September is my most favourite month of the year. And yet somehow today is already the first of October and I feel like I’ve quite literally blinked and missed it.
I treat September as my New Year, far more than I do January. I don’t do Spring-cleaning. Instead I have what I call ‘Autumn clear-outs’. I figure the trees know what they’re doing with letting go of all the things they don’t need to hold on to any more so I instinctively take my lead from them. I’ve been ruthlessly sorting and de-cluttering and tidying and organising for weeks and my house still feels like there’s too much in it. Clothes, books, old toys, old ornaments, old ‘stuff’… it’s all going to the charity shop or being sold or getting recycled.
It feels good. I have a habit of holding on to way too much stuff – both physically and in my head. I feel like I’m suffocating under the weight of it all. When I have clear, empty space around me I feel I can breathe again, like I can start afresh with a simpler way of being, a blank foundation to build upon.
September also has a sense of newness about it. It feels hopeful. There is a more distinct change in season from Summer to Autumn than there is between any of the others I think. A definite, tangiable shift in the feel of the air and the colours in the world around us. I use it as a time to revisit my start-of-the-year intentions, adjust as necessary and create fresh ones.
September brings with it a new school year and all the other new things that come with it – new teachers, new classrooms, new topics, new routines, new stationary (definitely the best part for me – I love getting my new diary and filling it in!), new uniforms, new friendships and new challenges.
September means the return of The Great British Bake Off and Strictly Come Dancing, the curtains being drawn ever earlier as we snuggle up on the sofa in the evenings.
There’s a change in the food we eat – I naturally move from creating summery salads, simple pasta dishes and fish with vegetables to more warming dishes like sausage casserole and soups and risottos and roasted root vegetables. Plus, much to my husband’s delight, the traditional roast-dinner-on-a-Sunday returns as well.
September is walks in the woods. Sunny days and frosty mornings and a chill in the air in the evenings. Digging out jumpers and boots and slippers whilst putting away dresses and sandals. September is always a month of pretty sunrises and spectacular sunsets – there’s definitely something magical about the light at this time of year.

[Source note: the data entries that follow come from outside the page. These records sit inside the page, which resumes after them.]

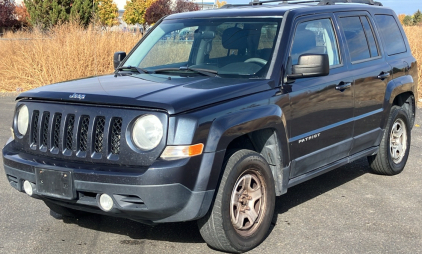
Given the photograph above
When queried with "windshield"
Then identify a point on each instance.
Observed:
(228, 47)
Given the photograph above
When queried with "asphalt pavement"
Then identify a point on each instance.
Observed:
(348, 210)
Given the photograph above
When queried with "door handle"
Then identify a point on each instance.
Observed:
(383, 75)
(342, 86)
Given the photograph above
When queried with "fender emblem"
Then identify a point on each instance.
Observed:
(309, 138)
(77, 96)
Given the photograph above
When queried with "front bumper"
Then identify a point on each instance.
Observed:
(167, 191)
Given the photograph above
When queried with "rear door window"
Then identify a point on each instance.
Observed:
(356, 39)
(370, 37)
(315, 37)
(390, 34)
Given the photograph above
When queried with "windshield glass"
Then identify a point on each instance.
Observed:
(228, 47)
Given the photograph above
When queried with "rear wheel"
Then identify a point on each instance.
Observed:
(243, 208)
(395, 144)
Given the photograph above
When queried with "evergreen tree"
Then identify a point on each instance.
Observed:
(107, 12)
(82, 10)
(408, 20)
(7, 18)
(135, 11)
(417, 17)
(48, 13)
(157, 10)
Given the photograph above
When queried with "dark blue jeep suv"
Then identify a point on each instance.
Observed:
(215, 113)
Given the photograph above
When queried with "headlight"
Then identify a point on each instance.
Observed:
(147, 132)
(22, 119)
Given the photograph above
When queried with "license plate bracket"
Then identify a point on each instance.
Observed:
(55, 183)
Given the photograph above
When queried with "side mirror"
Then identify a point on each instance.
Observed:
(311, 65)
(118, 57)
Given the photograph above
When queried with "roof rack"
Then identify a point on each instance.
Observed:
(320, 2)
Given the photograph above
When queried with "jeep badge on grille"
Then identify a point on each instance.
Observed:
(77, 96)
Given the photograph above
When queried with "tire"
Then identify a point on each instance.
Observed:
(395, 144)
(58, 211)
(241, 215)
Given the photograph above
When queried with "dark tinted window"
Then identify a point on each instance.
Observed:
(370, 36)
(315, 37)
(390, 34)
(356, 40)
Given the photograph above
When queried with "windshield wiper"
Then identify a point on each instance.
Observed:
(132, 68)
(205, 72)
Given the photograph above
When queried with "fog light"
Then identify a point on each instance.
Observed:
(28, 188)
(106, 202)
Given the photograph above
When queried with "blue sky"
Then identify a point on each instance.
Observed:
(399, 6)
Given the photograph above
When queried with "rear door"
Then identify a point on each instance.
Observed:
(321, 121)
(370, 73)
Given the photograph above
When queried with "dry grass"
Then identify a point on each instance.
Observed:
(33, 59)
(69, 52)
(414, 35)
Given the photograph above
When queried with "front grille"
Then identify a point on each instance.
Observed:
(116, 131)
(56, 130)
(93, 134)
(34, 133)
(99, 134)
(69, 131)
(70, 122)
(83, 135)
(46, 120)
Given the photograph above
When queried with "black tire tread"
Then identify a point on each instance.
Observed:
(211, 225)
(380, 162)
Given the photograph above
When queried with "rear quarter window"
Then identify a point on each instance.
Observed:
(390, 34)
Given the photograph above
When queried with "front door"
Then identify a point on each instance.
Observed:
(321, 117)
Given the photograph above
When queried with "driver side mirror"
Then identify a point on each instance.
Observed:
(118, 58)
(311, 65)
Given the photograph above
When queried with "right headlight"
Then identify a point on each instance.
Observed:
(147, 132)
(22, 119)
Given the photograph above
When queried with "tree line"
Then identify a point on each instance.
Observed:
(411, 20)
(45, 14)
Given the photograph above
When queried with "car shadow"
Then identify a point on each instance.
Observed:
(187, 232)
(313, 188)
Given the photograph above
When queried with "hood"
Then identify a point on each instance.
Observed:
(172, 94)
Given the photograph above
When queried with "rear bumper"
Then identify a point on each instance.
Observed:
(165, 192)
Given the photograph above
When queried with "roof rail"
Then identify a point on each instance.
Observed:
(320, 2)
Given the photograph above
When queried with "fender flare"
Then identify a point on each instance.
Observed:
(394, 88)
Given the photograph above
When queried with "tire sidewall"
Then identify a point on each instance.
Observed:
(256, 162)
(398, 113)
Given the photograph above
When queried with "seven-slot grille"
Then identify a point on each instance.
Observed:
(56, 133)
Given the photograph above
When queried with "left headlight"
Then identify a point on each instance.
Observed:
(147, 132)
(22, 120)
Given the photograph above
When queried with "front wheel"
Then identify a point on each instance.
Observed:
(243, 208)
(395, 144)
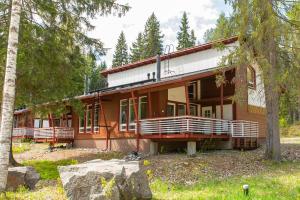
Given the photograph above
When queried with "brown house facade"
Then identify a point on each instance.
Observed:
(171, 100)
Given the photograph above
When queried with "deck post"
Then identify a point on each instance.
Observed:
(105, 122)
(187, 99)
(191, 148)
(136, 119)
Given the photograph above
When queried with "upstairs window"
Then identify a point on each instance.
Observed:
(192, 90)
(251, 77)
(89, 119)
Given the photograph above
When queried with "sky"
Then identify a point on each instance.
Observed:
(202, 15)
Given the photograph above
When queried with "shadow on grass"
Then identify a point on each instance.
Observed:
(48, 169)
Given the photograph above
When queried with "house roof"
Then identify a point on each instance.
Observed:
(153, 83)
(175, 54)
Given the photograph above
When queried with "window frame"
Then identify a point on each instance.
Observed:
(251, 84)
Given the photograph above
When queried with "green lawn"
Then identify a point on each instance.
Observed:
(48, 169)
(281, 181)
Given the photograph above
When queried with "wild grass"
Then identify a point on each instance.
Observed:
(48, 169)
(281, 181)
(20, 147)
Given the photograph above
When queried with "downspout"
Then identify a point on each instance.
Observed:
(158, 67)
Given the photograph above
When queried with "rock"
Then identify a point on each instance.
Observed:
(21, 176)
(103, 180)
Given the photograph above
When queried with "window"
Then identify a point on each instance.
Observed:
(171, 109)
(251, 77)
(193, 110)
(89, 119)
(37, 123)
(181, 109)
(123, 114)
(192, 90)
(131, 115)
(143, 107)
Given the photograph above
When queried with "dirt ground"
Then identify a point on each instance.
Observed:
(178, 167)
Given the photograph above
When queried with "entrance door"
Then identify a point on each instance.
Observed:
(207, 111)
(171, 109)
(227, 112)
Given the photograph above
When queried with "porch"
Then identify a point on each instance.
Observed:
(52, 134)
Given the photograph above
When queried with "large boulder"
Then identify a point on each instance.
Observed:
(22, 176)
(103, 180)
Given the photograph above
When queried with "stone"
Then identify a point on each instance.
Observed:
(22, 176)
(102, 180)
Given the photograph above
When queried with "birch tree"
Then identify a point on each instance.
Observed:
(9, 88)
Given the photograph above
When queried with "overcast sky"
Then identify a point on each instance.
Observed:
(202, 15)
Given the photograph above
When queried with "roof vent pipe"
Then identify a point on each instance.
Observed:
(158, 67)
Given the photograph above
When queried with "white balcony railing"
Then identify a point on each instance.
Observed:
(45, 133)
(198, 125)
(23, 132)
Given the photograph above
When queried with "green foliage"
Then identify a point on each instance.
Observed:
(20, 147)
(153, 43)
(184, 36)
(225, 27)
(137, 49)
(280, 181)
(48, 169)
(120, 56)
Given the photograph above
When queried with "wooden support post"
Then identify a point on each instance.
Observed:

I also use September as a time to reflect. It feels like all summer I’ve been sharing posts about the places we’ve been and the things we’ve done but none of it has really felt like I’ve been writing from my heart. It’s felt a bit ‘surface-level’ rather than deep and meaningful. And that’s ok of course – it was all I could manage as I tried to balance having fun with my girls with keeping up with work commitments. And the whole purpose of this blog is to document our days so the girls can look back on it in the years to come and remember the things we used to do, the places we used to visit and the traditions we used to have while they were little.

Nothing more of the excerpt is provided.